Import the checkpoint from this package and use it as the decorator of a function (notice the () after checkpoint)

from checkpointing import checkpoint

@checkpoint()
def foo():
    return 0

After that, foo will be automatically cached, skipped, or re-executed as described previously. You can call foo in the same way as you normally would.

Configure the checkpoint

Cache directory

By default, the results are saved as pickle files in ./.checkpointing/, if you want to store them elsewhere, you can do

@checkpoint(directory="other_dir")

Behavior on internal error

During the execution, there could be unexpected errors within the checkpoint. When this happens, the default behavior is to give you a warning, and just rerun the function without the caching stuff. This ensures that your code won't fail because of using this package. However, you can change this behavior with the on_error option.

@checkpoint(on_error="raise")

This will terminate the function call and raise the internal error.
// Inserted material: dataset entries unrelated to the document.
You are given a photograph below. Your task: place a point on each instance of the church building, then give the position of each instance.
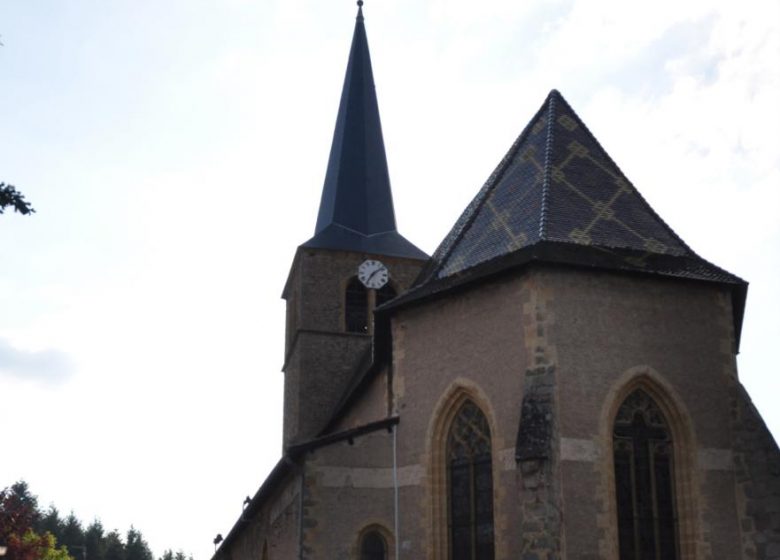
(557, 381)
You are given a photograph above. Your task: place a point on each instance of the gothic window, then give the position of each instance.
(644, 479)
(373, 546)
(470, 485)
(356, 307)
(385, 294)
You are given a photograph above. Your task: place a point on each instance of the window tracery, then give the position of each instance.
(644, 481)
(373, 546)
(470, 485)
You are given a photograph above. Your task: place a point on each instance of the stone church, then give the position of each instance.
(558, 380)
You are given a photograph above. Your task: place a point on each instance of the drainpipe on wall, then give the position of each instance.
(395, 495)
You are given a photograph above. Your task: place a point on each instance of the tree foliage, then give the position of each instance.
(32, 534)
(10, 197)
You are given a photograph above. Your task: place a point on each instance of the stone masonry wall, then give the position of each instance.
(757, 461)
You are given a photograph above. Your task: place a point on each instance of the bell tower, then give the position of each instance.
(355, 261)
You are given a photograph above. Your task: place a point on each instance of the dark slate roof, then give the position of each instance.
(356, 209)
(558, 197)
(557, 184)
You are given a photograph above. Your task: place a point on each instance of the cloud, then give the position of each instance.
(45, 366)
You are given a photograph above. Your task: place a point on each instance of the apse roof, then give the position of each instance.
(558, 197)
(356, 209)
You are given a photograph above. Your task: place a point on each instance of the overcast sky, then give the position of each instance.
(175, 150)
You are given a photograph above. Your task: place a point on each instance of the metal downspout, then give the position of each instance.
(395, 494)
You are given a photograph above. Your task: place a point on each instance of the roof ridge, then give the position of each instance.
(638, 194)
(468, 216)
(547, 161)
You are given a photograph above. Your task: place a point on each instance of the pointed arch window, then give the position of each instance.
(356, 307)
(373, 546)
(644, 479)
(470, 485)
(385, 294)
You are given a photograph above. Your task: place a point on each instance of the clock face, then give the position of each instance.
(373, 274)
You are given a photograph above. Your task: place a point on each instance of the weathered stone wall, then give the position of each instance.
(674, 338)
(370, 407)
(274, 526)
(757, 461)
(349, 487)
(537, 443)
(469, 345)
(320, 358)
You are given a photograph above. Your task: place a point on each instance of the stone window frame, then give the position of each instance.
(371, 298)
(383, 531)
(684, 449)
(437, 490)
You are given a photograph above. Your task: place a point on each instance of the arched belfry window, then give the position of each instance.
(385, 294)
(373, 546)
(356, 307)
(644, 479)
(470, 485)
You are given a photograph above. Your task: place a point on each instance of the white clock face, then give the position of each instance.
(373, 274)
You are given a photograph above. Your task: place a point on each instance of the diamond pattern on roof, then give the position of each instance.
(556, 184)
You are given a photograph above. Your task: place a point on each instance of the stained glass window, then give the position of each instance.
(385, 294)
(470, 485)
(373, 546)
(644, 480)
(356, 307)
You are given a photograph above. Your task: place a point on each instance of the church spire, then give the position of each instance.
(356, 209)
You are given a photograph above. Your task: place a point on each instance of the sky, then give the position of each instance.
(175, 152)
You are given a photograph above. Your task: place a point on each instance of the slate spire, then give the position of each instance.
(356, 209)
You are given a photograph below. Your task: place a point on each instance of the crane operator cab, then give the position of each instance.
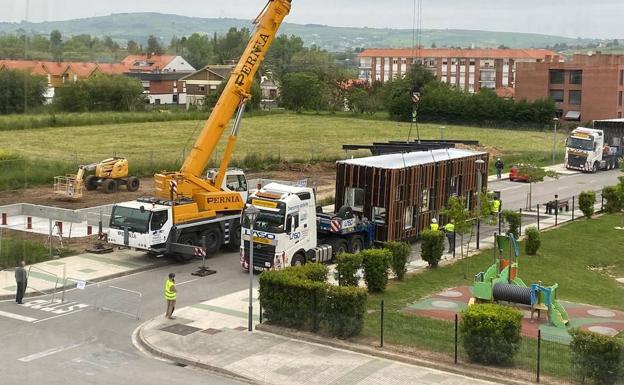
(235, 180)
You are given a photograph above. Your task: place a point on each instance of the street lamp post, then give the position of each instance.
(251, 212)
(555, 120)
(480, 163)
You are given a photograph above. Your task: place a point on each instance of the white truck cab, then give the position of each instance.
(285, 228)
(587, 150)
(147, 223)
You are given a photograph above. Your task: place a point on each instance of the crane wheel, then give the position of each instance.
(297, 260)
(109, 186)
(133, 184)
(91, 182)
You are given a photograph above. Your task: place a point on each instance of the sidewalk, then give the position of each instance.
(46, 276)
(213, 335)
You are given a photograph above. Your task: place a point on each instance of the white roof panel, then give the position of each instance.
(397, 161)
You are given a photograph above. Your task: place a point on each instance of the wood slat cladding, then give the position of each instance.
(421, 190)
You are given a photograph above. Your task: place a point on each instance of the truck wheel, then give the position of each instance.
(214, 239)
(235, 239)
(297, 260)
(109, 186)
(133, 184)
(188, 239)
(357, 244)
(340, 246)
(91, 182)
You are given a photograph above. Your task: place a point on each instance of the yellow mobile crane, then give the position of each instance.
(188, 208)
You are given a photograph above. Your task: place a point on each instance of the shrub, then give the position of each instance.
(613, 198)
(587, 199)
(299, 297)
(432, 246)
(316, 272)
(347, 268)
(490, 333)
(400, 252)
(533, 241)
(376, 263)
(513, 220)
(344, 310)
(289, 299)
(597, 358)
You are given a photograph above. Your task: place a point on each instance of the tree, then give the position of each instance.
(20, 91)
(133, 47)
(534, 174)
(56, 45)
(153, 45)
(300, 90)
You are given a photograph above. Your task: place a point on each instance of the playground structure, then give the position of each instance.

@checkpoint(on_error="ignore")

This will rerun the function when an internal error occurs without raising any warning.

Pickle protocol

The function return value will be saved with the built-in pickle module. We use protocol 5 by default for all Python versions, in favor of its ability to efficiently handle large data. [^2] However, if you want to change the protocol, you could use the cache_pickle_protocol option.

import pickle

@checkpoint(cache_pickle_protocol=pickle.DEFAULT_PROTOCOL)

Warning

Using protocol earlier than 5 will cause significantly more memory when saving large data objects.

Global setting

By modifying a global dictionary, you can change the configurations for all checkpoints.

from checkpointing import defaults
import pickle

defaults["cache.filesystem.directory"] = "other_dir"
defaults["checkpoint.on_error"] = "ignore"
defaults["cache.pickle_protocol"] = pickle.DEFAULT_PROTOCOL

Please set this at the top level of your module/script, before you create any checkpoint.

Further customization

If you want more flexibility, such as storing the cache not as a pickle file, or ignore/consider some additional aspects of the function call context, please see Extending the Checkpoint for details.

Force rerun a checkpoint

You can force rerun a checkpointed function with

foo.rerun(arg)

where foo is the decorated function. This would be equivalent to directly invoking foo(arg). The return value of this rerun will be cached to the disk and overwrite the previous one, if it exists.

This is useful if some factors that would affect the function return value have changed, but checkpoint failed to capture this difference, as described in the Caveats.

Usage notes

Please be aware that

  • Since the function will be skipped if it was cached before, user shouldn't mutate an argument in the function body (as required by the definition of pure function)
  • If the project involves randomness, it's the user's responsibility to set the random seed or random state, such that the arguments and reference global variables of the cached function are identical
  • The built-in strategy to determine if a function needs to be re-executed is imperfect. Please see Caveats, and avoid those cases when the rerun condition cannot be correctly determined.

  1. We take the alternative definition of the "pure function", meaning that it only has property 2: "the function has no side effects (no mutation of local static variables, non-local variables, mutable reference arguments or input/output streams)". We do allow the return value to vary due to changes in non-local variables and other factors, as it's often the case in project development.